- Born: Pauline MacMillan July 31, 1934 (age 91) Hennepin County, Minnesota, US
- Occupation: Heiress
- Known for: 9% stake in Cargill
- Spouse: Married
- Children: 4
- Relatives: William Wallace Cargill (great-grandfather) Cargill MacMillan Jr. (brother) Whitney MacMillan (brother)

= Pauline MacMillan Keinath =

American billionaire heiress

Pauline MacMillan Keinath (born July 31, 1934, in Hennepin County, Minnesota) is an American billionaire heiress.
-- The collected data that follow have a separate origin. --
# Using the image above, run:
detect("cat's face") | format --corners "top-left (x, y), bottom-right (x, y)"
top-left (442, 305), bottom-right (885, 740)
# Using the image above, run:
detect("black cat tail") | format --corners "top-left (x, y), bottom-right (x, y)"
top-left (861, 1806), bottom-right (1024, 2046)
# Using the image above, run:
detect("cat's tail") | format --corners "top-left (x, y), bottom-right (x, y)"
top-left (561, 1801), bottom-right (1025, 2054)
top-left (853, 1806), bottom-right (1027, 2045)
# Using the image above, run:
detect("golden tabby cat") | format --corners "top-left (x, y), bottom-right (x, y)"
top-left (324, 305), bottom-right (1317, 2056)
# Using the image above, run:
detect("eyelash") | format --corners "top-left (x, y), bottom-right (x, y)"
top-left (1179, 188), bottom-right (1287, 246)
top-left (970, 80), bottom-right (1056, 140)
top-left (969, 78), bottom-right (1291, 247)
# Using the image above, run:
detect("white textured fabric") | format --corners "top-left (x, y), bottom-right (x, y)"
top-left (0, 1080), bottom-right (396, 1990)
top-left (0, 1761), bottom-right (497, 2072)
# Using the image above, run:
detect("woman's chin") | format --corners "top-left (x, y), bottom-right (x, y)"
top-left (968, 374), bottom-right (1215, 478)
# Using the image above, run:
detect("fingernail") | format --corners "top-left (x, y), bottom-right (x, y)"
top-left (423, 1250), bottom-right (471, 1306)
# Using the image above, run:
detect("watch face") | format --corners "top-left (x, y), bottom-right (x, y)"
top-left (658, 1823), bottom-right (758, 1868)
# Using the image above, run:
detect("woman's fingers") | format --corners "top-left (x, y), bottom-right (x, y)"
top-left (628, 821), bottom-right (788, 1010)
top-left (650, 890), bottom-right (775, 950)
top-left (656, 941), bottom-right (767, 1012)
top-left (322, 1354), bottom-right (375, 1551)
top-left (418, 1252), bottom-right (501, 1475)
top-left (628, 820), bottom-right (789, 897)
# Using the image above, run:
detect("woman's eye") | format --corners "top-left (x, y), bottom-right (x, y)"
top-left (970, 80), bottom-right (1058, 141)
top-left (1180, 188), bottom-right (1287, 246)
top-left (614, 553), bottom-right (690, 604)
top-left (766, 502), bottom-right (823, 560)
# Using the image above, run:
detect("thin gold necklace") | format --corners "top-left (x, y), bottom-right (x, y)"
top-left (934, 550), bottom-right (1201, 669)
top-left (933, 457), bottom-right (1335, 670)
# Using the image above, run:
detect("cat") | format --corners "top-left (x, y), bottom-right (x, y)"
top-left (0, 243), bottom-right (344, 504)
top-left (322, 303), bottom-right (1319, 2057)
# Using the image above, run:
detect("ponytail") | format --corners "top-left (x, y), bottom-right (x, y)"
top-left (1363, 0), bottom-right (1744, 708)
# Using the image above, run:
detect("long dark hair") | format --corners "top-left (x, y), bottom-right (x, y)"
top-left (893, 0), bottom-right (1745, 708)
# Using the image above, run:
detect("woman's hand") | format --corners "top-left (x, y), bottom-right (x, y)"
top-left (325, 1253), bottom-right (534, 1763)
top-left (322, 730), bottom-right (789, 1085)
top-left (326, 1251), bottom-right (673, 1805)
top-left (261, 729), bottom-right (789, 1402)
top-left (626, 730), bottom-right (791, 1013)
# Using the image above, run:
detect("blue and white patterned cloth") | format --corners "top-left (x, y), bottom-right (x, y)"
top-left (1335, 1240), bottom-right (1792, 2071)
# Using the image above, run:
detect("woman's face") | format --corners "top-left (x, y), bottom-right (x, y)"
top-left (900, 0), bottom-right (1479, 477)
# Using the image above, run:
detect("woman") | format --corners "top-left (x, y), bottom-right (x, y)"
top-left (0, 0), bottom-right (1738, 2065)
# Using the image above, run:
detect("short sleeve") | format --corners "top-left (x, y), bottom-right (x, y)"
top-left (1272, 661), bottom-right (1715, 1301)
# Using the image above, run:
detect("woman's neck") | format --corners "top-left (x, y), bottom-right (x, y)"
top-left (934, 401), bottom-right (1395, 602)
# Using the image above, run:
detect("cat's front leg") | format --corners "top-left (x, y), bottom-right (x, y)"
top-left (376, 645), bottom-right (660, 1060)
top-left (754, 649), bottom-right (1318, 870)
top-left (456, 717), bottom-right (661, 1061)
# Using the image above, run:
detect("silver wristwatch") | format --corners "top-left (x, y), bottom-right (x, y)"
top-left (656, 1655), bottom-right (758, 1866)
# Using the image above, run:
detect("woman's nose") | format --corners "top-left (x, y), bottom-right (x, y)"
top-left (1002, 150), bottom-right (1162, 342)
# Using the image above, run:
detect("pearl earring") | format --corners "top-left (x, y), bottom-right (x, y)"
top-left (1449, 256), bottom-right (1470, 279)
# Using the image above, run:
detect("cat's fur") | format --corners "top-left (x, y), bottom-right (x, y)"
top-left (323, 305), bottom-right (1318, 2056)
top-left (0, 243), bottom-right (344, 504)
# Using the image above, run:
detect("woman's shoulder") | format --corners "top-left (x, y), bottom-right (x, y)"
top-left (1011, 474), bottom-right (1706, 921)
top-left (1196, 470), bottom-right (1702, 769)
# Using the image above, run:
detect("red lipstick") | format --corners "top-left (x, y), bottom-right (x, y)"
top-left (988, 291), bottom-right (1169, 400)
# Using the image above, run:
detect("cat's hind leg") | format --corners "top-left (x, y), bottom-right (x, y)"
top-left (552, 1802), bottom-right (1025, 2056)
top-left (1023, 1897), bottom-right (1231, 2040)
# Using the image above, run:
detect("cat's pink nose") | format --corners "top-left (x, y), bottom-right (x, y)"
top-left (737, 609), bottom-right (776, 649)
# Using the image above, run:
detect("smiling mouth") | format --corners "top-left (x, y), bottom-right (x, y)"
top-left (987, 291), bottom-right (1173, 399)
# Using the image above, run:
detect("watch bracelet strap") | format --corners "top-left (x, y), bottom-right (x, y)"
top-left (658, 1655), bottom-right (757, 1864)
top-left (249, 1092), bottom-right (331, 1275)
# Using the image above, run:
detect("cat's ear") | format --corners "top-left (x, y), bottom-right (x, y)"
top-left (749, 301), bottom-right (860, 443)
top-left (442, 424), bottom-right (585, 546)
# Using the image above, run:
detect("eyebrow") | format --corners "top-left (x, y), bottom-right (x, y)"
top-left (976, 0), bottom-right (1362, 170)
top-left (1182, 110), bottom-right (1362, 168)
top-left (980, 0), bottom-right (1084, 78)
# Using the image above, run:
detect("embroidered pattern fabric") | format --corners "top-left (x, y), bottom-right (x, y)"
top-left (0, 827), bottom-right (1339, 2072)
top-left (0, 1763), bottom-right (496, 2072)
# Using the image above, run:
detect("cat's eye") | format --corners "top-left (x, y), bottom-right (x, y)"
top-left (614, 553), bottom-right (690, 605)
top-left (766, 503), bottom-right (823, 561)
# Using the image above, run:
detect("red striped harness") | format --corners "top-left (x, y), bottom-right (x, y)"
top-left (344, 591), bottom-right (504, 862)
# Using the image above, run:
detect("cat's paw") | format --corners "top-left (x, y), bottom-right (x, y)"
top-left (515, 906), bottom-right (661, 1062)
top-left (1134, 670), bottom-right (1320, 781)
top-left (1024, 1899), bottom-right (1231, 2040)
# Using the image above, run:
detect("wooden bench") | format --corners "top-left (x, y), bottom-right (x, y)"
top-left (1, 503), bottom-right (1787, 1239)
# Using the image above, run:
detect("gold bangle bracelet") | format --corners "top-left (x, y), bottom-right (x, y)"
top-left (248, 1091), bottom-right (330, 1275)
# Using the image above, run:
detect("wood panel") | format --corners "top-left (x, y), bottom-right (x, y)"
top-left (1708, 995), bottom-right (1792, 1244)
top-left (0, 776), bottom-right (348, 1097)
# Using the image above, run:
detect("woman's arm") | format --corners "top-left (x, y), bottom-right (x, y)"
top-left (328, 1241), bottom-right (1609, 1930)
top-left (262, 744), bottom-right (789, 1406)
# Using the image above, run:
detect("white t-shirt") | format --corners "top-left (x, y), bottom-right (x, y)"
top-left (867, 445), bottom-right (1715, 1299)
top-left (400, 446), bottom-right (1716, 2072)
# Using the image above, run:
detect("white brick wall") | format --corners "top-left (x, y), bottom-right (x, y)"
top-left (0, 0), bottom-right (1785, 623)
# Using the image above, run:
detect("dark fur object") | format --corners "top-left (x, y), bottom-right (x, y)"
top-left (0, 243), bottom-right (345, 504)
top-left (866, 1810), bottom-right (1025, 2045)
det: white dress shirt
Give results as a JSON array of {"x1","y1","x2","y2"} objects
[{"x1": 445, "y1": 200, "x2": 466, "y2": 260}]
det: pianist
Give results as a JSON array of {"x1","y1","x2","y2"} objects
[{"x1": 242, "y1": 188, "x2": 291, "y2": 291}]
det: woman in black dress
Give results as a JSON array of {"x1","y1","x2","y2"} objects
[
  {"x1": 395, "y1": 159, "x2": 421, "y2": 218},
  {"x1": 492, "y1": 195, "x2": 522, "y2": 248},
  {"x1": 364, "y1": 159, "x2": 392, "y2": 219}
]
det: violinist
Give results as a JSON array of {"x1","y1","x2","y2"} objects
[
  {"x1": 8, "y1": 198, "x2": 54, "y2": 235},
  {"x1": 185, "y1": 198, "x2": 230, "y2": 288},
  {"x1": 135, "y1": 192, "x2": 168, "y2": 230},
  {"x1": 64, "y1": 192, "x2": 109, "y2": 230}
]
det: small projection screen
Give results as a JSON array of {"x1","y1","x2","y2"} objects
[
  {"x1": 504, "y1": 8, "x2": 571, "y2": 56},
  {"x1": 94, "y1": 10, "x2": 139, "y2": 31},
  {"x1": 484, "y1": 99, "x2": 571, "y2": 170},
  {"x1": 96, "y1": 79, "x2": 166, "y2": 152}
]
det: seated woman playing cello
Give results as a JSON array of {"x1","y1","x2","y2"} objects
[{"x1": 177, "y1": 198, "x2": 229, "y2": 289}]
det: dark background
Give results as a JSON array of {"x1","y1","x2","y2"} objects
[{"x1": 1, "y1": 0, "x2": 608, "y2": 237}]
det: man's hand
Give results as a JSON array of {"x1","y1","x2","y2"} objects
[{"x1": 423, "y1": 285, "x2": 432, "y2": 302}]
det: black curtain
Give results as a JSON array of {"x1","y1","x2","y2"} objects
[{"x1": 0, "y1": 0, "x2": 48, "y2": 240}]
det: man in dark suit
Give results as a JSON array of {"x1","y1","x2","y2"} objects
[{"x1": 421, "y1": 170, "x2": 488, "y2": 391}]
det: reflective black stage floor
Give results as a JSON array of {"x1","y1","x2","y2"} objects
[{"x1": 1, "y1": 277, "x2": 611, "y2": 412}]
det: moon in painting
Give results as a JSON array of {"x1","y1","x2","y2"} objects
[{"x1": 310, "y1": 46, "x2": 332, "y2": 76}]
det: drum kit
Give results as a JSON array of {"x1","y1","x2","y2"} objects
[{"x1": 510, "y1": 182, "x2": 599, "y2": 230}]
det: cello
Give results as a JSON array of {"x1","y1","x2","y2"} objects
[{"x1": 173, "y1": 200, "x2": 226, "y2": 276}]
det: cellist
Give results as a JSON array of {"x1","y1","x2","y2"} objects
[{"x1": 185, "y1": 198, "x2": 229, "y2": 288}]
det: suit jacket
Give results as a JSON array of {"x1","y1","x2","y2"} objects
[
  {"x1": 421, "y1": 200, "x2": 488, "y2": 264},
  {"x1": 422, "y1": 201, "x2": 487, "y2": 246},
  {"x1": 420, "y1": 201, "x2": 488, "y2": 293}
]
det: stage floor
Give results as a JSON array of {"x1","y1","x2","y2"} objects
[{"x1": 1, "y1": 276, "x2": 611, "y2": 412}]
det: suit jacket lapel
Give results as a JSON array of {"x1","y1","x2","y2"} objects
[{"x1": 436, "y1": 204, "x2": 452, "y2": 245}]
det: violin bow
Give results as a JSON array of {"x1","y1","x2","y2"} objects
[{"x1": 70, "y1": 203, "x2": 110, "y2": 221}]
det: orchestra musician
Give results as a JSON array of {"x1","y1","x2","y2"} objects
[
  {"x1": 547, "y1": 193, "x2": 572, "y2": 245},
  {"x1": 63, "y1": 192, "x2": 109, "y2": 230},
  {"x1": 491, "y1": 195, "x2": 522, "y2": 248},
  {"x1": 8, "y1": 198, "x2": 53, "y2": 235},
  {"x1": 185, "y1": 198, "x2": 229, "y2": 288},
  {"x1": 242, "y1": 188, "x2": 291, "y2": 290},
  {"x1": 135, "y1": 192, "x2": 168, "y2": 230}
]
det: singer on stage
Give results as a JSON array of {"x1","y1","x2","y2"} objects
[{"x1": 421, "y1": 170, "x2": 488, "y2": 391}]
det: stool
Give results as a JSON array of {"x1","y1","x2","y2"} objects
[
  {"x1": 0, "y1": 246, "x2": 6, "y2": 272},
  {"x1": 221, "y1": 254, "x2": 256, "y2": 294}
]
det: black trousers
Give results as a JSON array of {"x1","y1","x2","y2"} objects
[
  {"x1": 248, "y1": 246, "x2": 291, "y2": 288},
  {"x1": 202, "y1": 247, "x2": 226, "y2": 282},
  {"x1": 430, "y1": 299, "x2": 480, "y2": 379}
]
She is believed to be the largest individual shareholder in Cargill.

== Wealth ==
As of March 2026, she had a net worth of $9.5 billion from an inherited 9% stake in Cargill.

In 2014, she was the 16th richest woman in the US. In 2022, her wealth made her the richest person in Missouri.

== Family ==
She is a great-granddaughter of William Wallace Cargill, the founder of Cargill, the largest private company in the US. Her father was Cargill MacMillan Sr. (1900–1968). She has two siblings, Whitney MacMillan (1929–2020) and Cargill MacMillan.

She is married, with four children, and lives in St. Louis, Missouri.

== Political involvement ==
Keinath continued support of Josh Hawley after his role in the January 6 United States Capitol attack, with donations of $1,900 reported in the second half of 2021.

In 2023, the family of Pauline MacMillan Keinath were the largest donors to Andrew Bailey's run for Missouri Attorney General, having contributed $375,000 to the Life and Liberty PAC.